Морщины на челе оленевода-разгладились; он сдернул с себя сначала верхнюю рубаху из толстой шкуры, черной, как атлас, потом снял нижнюю, тонкую и легкую, вывернутую вверх гладкой мездрой, красиво окрашенной в оранжевый цвет соком ольхи, и отдал ее Ительмену, который в свою очередь сделал то же. Обмен рубахами предполагал высшую степень интимности, но, к сожалению, побратимы были слишком неравного роста. Рубаха Ваттана достигала Колхочу до пят, и, после некоторого колебания, он надел ее сверху, как верхний балахон. Левое плечо ее было выпачкано свежею, но уже засохшей кровью. Ваттан, впрочем, не обращал внимания на свою рану. Он просто-надел свою верхнюю одежду прямо на тело; а обменный подарок свернул и сунул за пазуху. Бескорыстие молодого Ительмена удивляло его, ибо он привык, что все гости из приморских поселков постоянно выпрашивают у оленеводов подачки и не могут насытить свою жадность ни выгодами самого дешевого торга, ни наиболее обильными дарами. Но земля южных Ительменов была богаче; они так же мало привыкли просить и унижаться, как и зажиточные кочевники тундры.
Мами внезапно рассмеялась: Колхоч в своем новом балахоне и Ваттан с голой грудью и пазухой, раздувшейся от дружеского подарка, показались ей в высшей степени смешны. Но, вспомнив, что именно заступничеству обоих друзей она обязана спасению от плена, она устыдилась и, чтобы замять свою неуместную веселость, снова пустилась в путь, увлекая за собой, отряд товарищей. Гиркан опять бежал рядом с нею впереди всех. Глаза его широко улыбались, ибо он тоже был чувствителен ко всему смешному. Мами вспомнила вдруг, что пленницы обязаны освобождением, строго говоря, его хитроумной штуке, и, посмотрев на него внимательнее, заметила, что на его одежде не было ни одной лишней складки, хотя он участвовал в беге и битве. Ее интерес к этому веселому и щеголеватому юноше снова заслонил ее внимание ко всей остальной толпе.
-- Где вы живете, люди Одул? -- спросила она, желая что-нибудь знать о загадочном роде Одул, который, по словам многих, происходил от волка и унаследовал любовь к бродяжничеству от своего, беспокойного предка.
-- Там! -- сказал неопределенно Гиркан, указывая рукою на запад. -- Мы не любим одной и той же реки или леса; сегодня здесь, а завтра там.
-- А много ли вас? -- продолжала девушка с любопытством.
Гиркан отрицательно покачал головой.
-- Нас только четыре рода,-- сказал он с известной гордостью. -- Бурые лисицы редки, но они всех лучше, -- прибавил он многозначительным тоном.
-- Неужели у вас нет родных рек и пастбищ? -- с удивлением спросила Мами.

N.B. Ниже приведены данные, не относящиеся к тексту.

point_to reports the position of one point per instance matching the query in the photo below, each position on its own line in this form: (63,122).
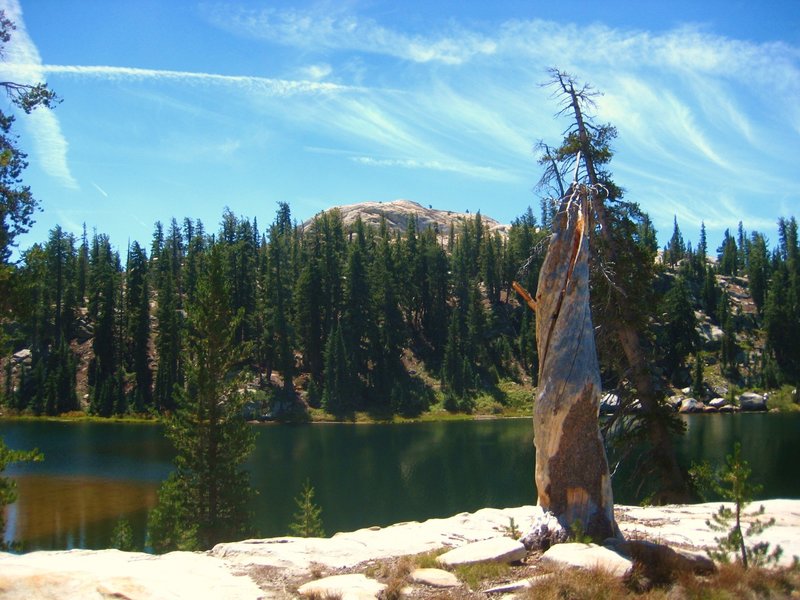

Она с раннего детства привыкла, что стадо ее отца уходит весною на ледники Острой сопки, а на зиму спускается к тополевым лесам, на большой реке Лососи, и считала это место своей родиной.
-- На что нам пастбища? -- сказал Гиркан презрительно. -- Наши стада вольны, как мы; они пасутся по всей земле между трех морей, а пасет их Пичвучин!
Девушка поняла, что он говорит о диких оленях, ибо бог Пичвучин, маленький карлик, обладавший, как Протей, способностью превращаться в любого зверя, считался по преимуществу пастухом всех диких оленьих стад.
-- Неужели у вас нет собственных оленей? -- сказала она с сожалением в голосе. Жизнь без стад казалась ей крайней степенью бедности, лишенной не только уверенности в завтрашнем дне, но и совершенно пустой и бессодержательной, похожей на жизнь зверя, но недостойной человека.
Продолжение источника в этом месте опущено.